Dr. Meyer concluded, “These findings may help clinicians better individualize treatment decisions according to patients’ infectious risk factors and comorbidities. In particular, corticosteroid exposure remained a major driver of serious infection risk, emphasizing the importance of minimizing steroid use whenever possible.”

Because this was an observational study using nationwide administrative health care data, residual confounding cannot be excluded, according to Dr. Meyer. The follow-up duration was also shorter for newer therapies, including JAK inhibitors.

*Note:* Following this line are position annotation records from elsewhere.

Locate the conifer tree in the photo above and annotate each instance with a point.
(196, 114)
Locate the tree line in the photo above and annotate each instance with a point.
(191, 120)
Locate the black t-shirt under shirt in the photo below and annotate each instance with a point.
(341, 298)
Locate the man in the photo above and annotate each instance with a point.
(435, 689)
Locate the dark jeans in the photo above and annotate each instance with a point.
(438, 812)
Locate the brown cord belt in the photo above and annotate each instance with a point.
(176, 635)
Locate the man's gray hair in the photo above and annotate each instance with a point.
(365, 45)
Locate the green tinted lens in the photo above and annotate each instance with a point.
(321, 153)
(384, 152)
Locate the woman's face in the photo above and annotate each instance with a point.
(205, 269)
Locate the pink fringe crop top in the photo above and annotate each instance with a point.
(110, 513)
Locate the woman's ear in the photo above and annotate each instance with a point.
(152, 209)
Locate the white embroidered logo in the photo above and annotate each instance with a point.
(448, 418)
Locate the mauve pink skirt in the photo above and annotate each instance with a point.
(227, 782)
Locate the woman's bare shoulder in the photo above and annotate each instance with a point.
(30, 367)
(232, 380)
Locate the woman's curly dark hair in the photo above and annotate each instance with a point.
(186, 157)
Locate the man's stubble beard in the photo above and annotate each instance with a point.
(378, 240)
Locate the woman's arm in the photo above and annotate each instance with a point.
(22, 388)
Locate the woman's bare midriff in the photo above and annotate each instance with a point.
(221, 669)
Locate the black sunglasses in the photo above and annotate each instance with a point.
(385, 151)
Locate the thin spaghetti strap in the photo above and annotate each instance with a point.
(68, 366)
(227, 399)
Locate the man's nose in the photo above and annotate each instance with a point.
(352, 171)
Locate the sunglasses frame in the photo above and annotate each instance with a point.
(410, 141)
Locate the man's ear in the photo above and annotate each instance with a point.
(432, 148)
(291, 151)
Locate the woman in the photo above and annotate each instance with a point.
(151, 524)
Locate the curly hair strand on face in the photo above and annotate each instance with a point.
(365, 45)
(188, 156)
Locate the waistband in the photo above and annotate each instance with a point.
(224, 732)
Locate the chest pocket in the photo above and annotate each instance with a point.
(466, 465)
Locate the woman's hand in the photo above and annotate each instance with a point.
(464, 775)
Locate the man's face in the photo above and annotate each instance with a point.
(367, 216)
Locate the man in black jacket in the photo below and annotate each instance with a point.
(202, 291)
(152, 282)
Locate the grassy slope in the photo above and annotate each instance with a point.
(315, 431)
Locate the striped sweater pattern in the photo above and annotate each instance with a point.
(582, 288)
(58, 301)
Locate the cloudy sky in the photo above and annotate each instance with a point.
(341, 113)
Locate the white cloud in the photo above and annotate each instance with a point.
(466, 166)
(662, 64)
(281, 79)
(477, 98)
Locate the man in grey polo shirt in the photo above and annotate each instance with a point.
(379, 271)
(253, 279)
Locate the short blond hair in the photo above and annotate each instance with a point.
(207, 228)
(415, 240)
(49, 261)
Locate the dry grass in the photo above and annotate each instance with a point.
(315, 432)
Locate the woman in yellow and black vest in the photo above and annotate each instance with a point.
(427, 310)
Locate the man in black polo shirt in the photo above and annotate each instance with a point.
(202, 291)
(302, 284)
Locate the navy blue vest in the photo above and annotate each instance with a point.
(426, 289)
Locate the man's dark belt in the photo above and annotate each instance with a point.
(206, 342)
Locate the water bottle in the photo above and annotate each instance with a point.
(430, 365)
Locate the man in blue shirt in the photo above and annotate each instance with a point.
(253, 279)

Future research should focus on long-term safety outcomes — such as malignancy, cardiovascular events, and thromboembolic complications — as well as comparative safety differences among individual JAK inhibitors, Dr. Meyer said. Additionally, the authors noted that further work will be needed in the coming years once sufficient real-world data become available for newer agents, including anti–interleukin-23 therapies and sphingosine-1-phosphate inhibitors.

Co-authors Aurélien Amiot and Franck Carbonnel reported consulting, lecture, and advisory board fees from multiple pharmaceutical companies including AbbVie, Janssen, Pfizer, and Takeda; co-author Antoine Martin reported board and lecture fees from AbbVie and Janssen. Lead author Bertrand and corresponding author Dr. Meyer reported no conflicts of interest.